Essai transformiste

d'Lëtzebuerger Land du 09.02.2018

Tapis rouge, statuettes, petits fours et crémant à gogo... Tout le monde l’a attendu pendant deux ans, la fébrilité se faisait sentir auprès des agences et – dans une moindre mesure – des annonceurs depuis des semaines : l’édition 2018 des Media Awards se tenait enfin le 1er février dernier au Grand Théâtre, rassemblant le gratin grand-ducal de la communication et du marketing pour répondre à la fameuse question : Qui aura le Gold ? Une cérémonie haute en couleur sur scène, mais malheureusement bien plus terne dans son palmarès...

Ouverture des hostilités habituelle : un meeting point glamour au premier étage, des claquages de bises autour un petit verre non-alcoolisé, un premier gong complètement ignoré, des retardataires festifs qui n’ont pas pu s’empêcher de s’arrêter à la Brasserie Schumann adjacente pour un apéritif sur le pouce... Ouverture de rideau : la mise en scène est superbe, plaçant l’action académique de ces awards dans le cadre d’un cabaret d’antan, celui de Peggy Lee Cooper, drag queen toute en rondeurs et en strass qui ouvre le bal de sa voix rauque de fumeuse de gitanes. Un parti pris audacieux, qui semble alors augurer de prix qui le seront tout autant, sachant de plus que le terrible Joe La Pompe fait partie du jury et que Maurice Levy, grand patron de Publicis et figure incontournable de la publicité, est présent en tant qu’invité d’honneur. Peggy sera malheureusement la seule touche osée de cette efficace cérémonie – qui pour une fois n’a pas dépassé l’heure et demie – tant le palmarès et la modération se sont avérés finalement fades.

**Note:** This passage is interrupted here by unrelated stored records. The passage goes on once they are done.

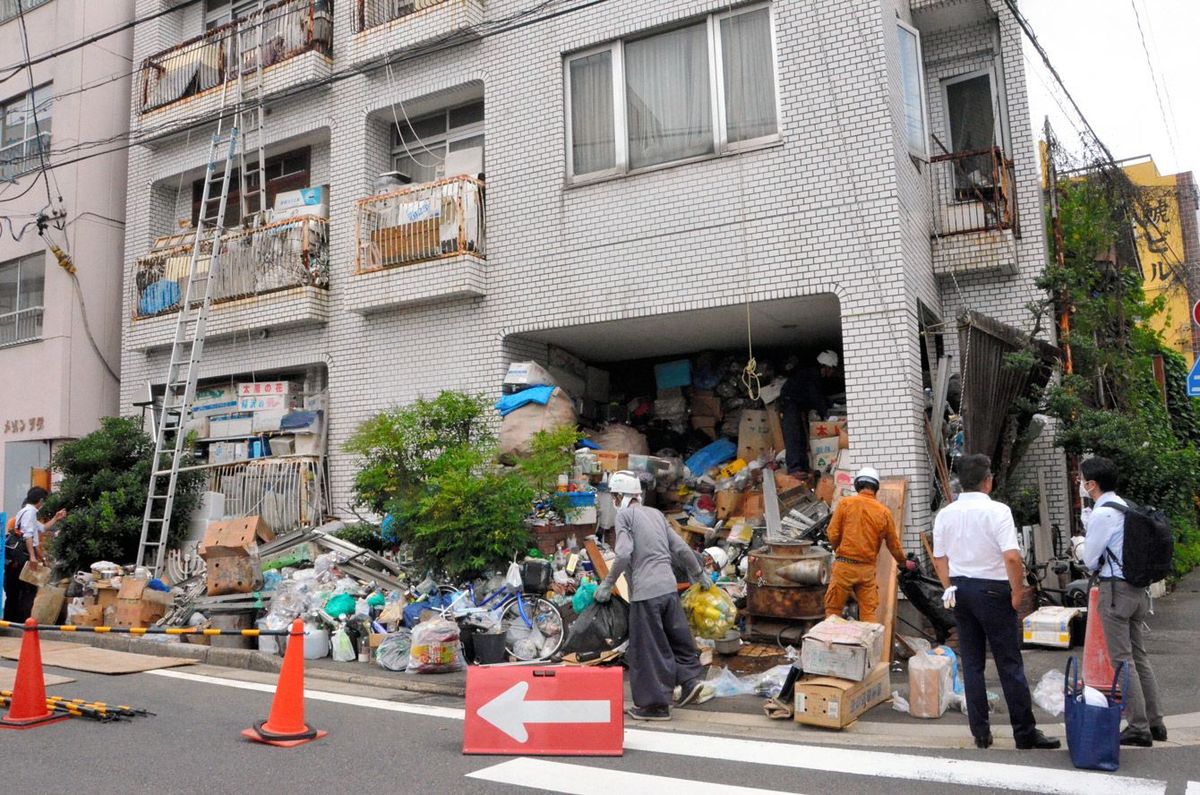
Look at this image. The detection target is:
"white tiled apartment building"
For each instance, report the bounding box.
[0,0,132,515]
[119,0,1069,541]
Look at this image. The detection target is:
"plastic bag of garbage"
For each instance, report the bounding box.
[1032,669,1066,717]
[331,626,356,662]
[709,667,755,698]
[682,583,737,639]
[745,665,793,699]
[314,552,338,576]
[892,690,911,713]
[505,561,523,590]
[376,629,412,672]
[407,618,464,673]
[507,622,546,661]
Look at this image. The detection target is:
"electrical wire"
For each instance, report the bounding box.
[1128,0,1178,168]
[14,0,59,216]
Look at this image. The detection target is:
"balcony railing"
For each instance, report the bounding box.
[355,0,450,31]
[0,307,43,348]
[930,146,1017,236]
[355,175,485,273]
[138,0,332,113]
[133,215,329,319]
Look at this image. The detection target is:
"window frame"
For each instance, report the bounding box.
[564,2,780,182]
[0,83,52,182]
[0,253,45,348]
[191,146,311,227]
[390,101,486,183]
[896,20,929,160]
[0,0,51,25]
[941,67,1001,155]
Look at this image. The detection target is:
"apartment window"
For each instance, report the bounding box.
[192,147,311,227]
[897,21,927,157]
[565,4,779,179]
[0,83,51,181]
[391,101,485,184]
[0,253,45,347]
[204,0,259,29]
[0,0,51,24]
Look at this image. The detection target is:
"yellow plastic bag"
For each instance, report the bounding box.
[682,582,737,640]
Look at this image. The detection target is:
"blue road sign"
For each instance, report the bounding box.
[1189,356,1200,398]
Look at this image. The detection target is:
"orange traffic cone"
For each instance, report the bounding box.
[242,618,325,747]
[1,618,68,729]
[1083,585,1116,690]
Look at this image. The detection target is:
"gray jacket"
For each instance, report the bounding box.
[602,502,703,601]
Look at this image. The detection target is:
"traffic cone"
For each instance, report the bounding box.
[1082,585,1116,690]
[242,618,325,747]
[0,619,69,729]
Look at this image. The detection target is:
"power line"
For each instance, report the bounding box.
[13,0,58,216]
[1129,0,1178,168]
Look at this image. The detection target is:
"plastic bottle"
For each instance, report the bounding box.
[302,619,330,659]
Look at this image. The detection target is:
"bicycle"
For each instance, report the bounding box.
[441,578,565,661]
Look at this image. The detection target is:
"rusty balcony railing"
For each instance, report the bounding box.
[355,175,485,273]
[139,0,332,113]
[132,216,329,319]
[930,147,1018,236]
[355,0,451,31]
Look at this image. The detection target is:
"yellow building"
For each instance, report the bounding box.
[1121,157,1200,365]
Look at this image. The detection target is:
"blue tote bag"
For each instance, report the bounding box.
[1064,656,1130,771]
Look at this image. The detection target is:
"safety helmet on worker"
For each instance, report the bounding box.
[704,546,729,571]
[853,466,881,492]
[817,350,839,368]
[609,470,643,508]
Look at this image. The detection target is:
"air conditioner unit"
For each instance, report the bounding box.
[444,145,483,179]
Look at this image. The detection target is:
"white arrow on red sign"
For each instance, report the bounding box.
[476,680,610,742]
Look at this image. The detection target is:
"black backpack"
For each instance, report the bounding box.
[1107,502,1174,588]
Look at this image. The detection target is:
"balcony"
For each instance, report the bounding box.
[348,0,484,67]
[128,215,330,350]
[137,0,332,135]
[930,147,1019,276]
[909,0,993,33]
[0,307,43,348]
[349,175,486,313]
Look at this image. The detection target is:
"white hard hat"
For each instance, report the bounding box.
[817,350,839,368]
[853,466,880,491]
[608,471,642,496]
[704,546,729,571]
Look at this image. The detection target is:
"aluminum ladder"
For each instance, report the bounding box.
[235,1,268,224]
[136,5,272,574]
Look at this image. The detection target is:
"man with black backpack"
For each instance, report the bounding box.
[1080,456,1169,747]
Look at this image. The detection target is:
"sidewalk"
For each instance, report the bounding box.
[7,567,1199,747]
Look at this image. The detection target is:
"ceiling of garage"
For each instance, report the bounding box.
[515,293,842,363]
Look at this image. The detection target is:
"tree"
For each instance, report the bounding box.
[44,417,204,575]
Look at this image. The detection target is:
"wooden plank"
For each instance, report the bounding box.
[763,468,784,542]
[873,476,909,663]
[583,537,629,602]
[1035,470,1053,563]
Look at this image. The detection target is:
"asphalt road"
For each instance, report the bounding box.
[2,660,1197,795]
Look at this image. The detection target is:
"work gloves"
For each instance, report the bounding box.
[594,581,613,603]
[941,585,957,609]
[698,577,714,591]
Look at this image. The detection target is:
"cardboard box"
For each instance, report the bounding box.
[209,414,254,438]
[73,604,105,628]
[909,652,954,719]
[94,585,120,615]
[801,617,885,681]
[714,490,743,520]
[200,516,275,596]
[810,437,840,472]
[810,420,847,439]
[1022,606,1085,649]
[31,585,66,624]
[114,579,172,628]
[19,561,53,587]
[691,416,718,439]
[794,662,889,729]
[766,406,786,455]
[738,409,773,462]
[191,385,238,417]
[742,490,765,521]
[595,451,629,473]
[691,390,722,421]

C’est en effet une Nathalie Reuter en costume noir, très sobre et très en dessous de son énergie habituelle qui enchaîne annonces de lauréats et courtes interviews avec ceux-ci et les sponsors. Si les deux grands gagnants de la soirée que sont Mikado Publicis et BeeToCee, notamment grâce à un double prix du jury et du public pour la campagne « Source of me » de Rosport pour ces derniers, n’ont plus leurs preuves à faire, le reste des réalisations mises à l’honneur sur scène s’est révélé très classique, institutionnel, ennuyeux. La catégorie radio, en outre, était à rougir de honte et le digital manquait aussi visiblement que cruellement d’une campagne audacieuse, le jury ne remettant d’ailleurs qu’un prix bronze pour cette catégorie. Il est franchement incompréhensible qu’à l’heure du « Let’s make it happen ! » et du Luxembourg qui se veut digital et figure de proue de secteurs novateurs, un état des lieux aussi passéiste de la publicité luxembourgeoise soit offert aux yeux de Maurice Levy, qui n’a d’ailleurs pas caché sa déception dans un magazine spécialisé belge. Où est l’innovation ? Pourquoi des agences pointues et travaillant avec de grand clients internationaux comme Vanksen, Bunker Palace ou le collectif Ludwig étaient-ils complètement absents la liste des nominés ? Les annonceurs disruptifs au Grand-duché sont-ils vraiment les ministères et autres institutions étatiques ? Autant de questions qu’ils serait peut-être pertinent de se poser suite à cette édition 2018 des Media Awards...

Une campagne grand public a tout de même su briller autant par sa simplicité que par son ton léger et second degré : celle du boucher Kirsch réalisée par la Graphisterie Générale et mettant tout simplement en scène son emblématique patron, musclé et tatoué à souhait, avec une baseline simple : « Le métier dans la peau ». À point. Grand absent de l’événement : le Premier ministre Xavier Bettel (DP), retenu en Floride pour le lancement du satellite GovSat-1, qui devrait s’adjoindre sous peu pour sa communication les talents de Mélanie Delannoy, ancienne Binsfeld et qui supervise depuis plusieurs années et de main de maître l’image de la sulfureuse Docler Holding.

Enfin, le cocktail a quant à lui su tenir ses promesses, car s’il y a une chose que Maison Moderne et RTL savent faire, c’est de réunir toute la place luxembourgeoise lors de leurs grands événements. Malgré l’absence de musique, l’ambiance festive – notamment grâce à l’enthousiasme de Comed, qui fêtait là ses quarante ans – fut une fois de plus propice au networking et aux confidences. Tout le monde se donne rendez-vous dans deux ans. Mission accomplie.